From Bugzilla Helper: User-Agent: Mozilla/5.0 (X11; U; Linux i686; en-US; rv:1.7.2) Gecko/20040805 Netscape/7.2 Description of problem: I have an application that forks a new process which creates 2 child threads that are in an infinite loop. The application PTRACE attaches to the new process and its threads. The main thread sits and waits forever in a pthread_join. From the parent process of the fork, I send a kill (SIGSTOP) to the child process (aka the parent thread of the child threads) and the parent process waits in a poll() call for a SIGCHLD to interrupt it. A SIGCHLD occurs and a loop of waitpid NOHANG gets SIGSTOP events for the main thread and sometimes one of the child threads. All of the child threads are not stopped and this is verified by looking at /proc. It is not a timing issue as the stopped was not delivered after an hour. Version-Release number of selected component (if applicable): kernel-2.6.9-10.ELsmp How reproducible: Always Steps to Reproduce: 1.Compile attached test case: gcc -g TestFailure.c -lpthread 2.Run test case ./a.out 3.Wait for it to hang and then look at /proc/xxxx/task/yyyy/status for all 3 threads listed Actual Results: Only 1, maybe 2 stop events occur after the kill (pid, SIGSTOP). All three threads are not stopped. Expected Results: The SIGSTOP should have been broadcast to the main thread and all child threads. Using tkill to individually stop the threads does work. Additional info:
Created attachment 115173 [details] TestFailure.c test case
Test also fails on FC4: 2.6.11-1.1238_FC4smp
Created attachment 263751 [details] Comment 1 attachment fixed up. Resolved as NOTABUG by a knowledge from Roland: Process under ptrace(2) no longer stops completely by a single SIGSTOP, under ptrace(2) SIGSTOP applies only to a single task of the process group. F8 kernel (kernel-2.6.23.1-42.fc8.x86_64) behaves for me also according to the Comment 0 field `Actual Results' and not according to its `Expected Results'. The F8 kernel behaves right in this respect as it behaves the same as RHEL-4 kernels in this respect and these behave the same se kernel.org/upstream kernels in this respect. kernel.org/upstream kernels define the ptrace(2) behavior according to Roland. :-) Therefore F8 kernels are correct.

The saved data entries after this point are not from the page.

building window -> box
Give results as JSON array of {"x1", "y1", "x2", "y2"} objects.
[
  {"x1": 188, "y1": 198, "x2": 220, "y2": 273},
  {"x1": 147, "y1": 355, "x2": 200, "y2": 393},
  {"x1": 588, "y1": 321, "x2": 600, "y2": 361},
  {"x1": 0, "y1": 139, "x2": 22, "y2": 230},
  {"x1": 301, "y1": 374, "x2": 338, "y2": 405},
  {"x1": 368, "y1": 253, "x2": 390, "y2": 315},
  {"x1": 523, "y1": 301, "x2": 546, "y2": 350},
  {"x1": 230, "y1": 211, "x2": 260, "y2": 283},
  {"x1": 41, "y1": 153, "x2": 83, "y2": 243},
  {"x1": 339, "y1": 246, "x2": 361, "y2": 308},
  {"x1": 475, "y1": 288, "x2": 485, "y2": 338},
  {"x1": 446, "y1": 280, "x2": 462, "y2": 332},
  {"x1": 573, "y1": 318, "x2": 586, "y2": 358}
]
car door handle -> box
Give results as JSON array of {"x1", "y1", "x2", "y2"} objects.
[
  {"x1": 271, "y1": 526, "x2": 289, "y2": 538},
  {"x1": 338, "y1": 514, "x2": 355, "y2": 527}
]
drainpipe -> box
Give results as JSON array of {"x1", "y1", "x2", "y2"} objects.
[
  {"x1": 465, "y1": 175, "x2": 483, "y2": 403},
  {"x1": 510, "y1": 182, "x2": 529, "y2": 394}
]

The ptrace(2) behavior may be scary but there are possibilities how to code the userland to reach any desired goals. Fixed up the testcase to avoid any races in it and to behave according to the Comment 0 field `Expected Results'. The testcase modifications were made DIFF-friendly. My testcase uses tkill(2) as it is the only safe way how to target specific task of a process group by a signal. Even the upstream GDB kill_lwp() implementation uses tkill(2). log: Attaching 21358 stop event 19 on <21358> continuing first stop lwpid is 21358 lwpid is 21359 Attaching 21359 stop event 19 on <21359> continuing first stop lwpid is 21360 Attaching 21360 stop event 19 on <21360> continuing first stop About to kill main thread stop event 19 on <21358> stop event 19 on <21359> stop event 19 on <21360> Manually check to see what threads are stopped. [hang] and now $ grep Stat /proc/{21358,21359,21360}/status /proc/21358/status:State: T (tracing stop) /proc/21359/status:State: T (tracing stop) /proc/21360/status:State: T (tracing stop)